University of Maine System Chancellor Dannel Malloy will remain in his position for at least two more weeks, but his long-term job security is unknown.

Chancellor Dannel P. Malloy of the University of Maine System. Joe Phelan/Kennebec Journal file

The executive committee of the system’s board of trustees voted Wednesday to extend Malloy’s three-year contract, which was initially set to expire Thursday.

Board Chair Trish Reilly had announced at a meeting with the Maine Legislature’s Education and Cultural Affairs Committee this month that she and Malloy had agreed to extend the contract until the trustees’ next board meeting on July 11.

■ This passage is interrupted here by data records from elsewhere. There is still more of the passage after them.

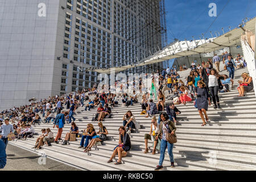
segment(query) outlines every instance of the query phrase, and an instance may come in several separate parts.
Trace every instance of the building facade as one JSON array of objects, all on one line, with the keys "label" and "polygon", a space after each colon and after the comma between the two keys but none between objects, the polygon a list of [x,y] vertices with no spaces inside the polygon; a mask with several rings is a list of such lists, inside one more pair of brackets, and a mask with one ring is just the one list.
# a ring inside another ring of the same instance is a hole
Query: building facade
[{"label": "building facade", "polygon": [[134,64],[161,49],[162,1],[1,1],[0,110],[90,88],[92,68]]}]

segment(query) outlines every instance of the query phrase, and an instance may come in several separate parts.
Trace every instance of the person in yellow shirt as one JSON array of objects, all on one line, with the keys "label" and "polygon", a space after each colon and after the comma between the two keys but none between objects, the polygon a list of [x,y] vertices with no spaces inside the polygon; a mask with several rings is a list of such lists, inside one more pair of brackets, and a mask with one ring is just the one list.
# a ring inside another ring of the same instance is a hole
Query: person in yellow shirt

The board is expected to decide at that meeting whether to renew Malloy’s contract for a longer period. Malloy ‘s annual salary is $350,000 and he will make $10,000 during the short-term extension.

Malloy has faced severe criticism over the past few months from faculty, students and legislators including no confidence votes from faculty and calls to resign from students.

The outcry of frustration with Malloy and the way he has run the system since he took charge in 2019 followed a botched search for a new president to lead the system’s Augusta campus. Malloy and the chair of the Augusta presidential search committee, Sven Bartholomew, failed to disclose to the full search committee that candidate Michael Laliberte had received multiple votes of no confidence in his leadership at his prior institution.


Laliberte was hired, but ultimately withdrew amid criticism of the search process. The fumble comes at a steep price for the system, which agreed to pay Laliberte up to $705,000 over the next three years.

Although the presidential search triggered the vocal opposition to Malloy, complaints from faculty and others are focused on a wider range of issues, from communication style to faculty retrenchments.

Faculty have said they are frustrated with what they say is a lack of transparency from Malloy and disregard for faculty input. They have also questioned the system’s consolidation of its seven universities under Malloy through unified accreditation, which transfers certain governance and oversight powers from the individual schools to the system. While the system has said unified accreditation will help cut management costs and make it easier to share resources and programs across schools, faculty worry that their universities will be stripped of their autonomy, and that programs and more faculty positions will be cut.

Faculty from three campuses – University of Southern Maine and Augusta and Farmington – have cast votes of no confidence in Malloy since information about Laliberte came to light in May. Faculty at the four other schools have expressed support for those votes.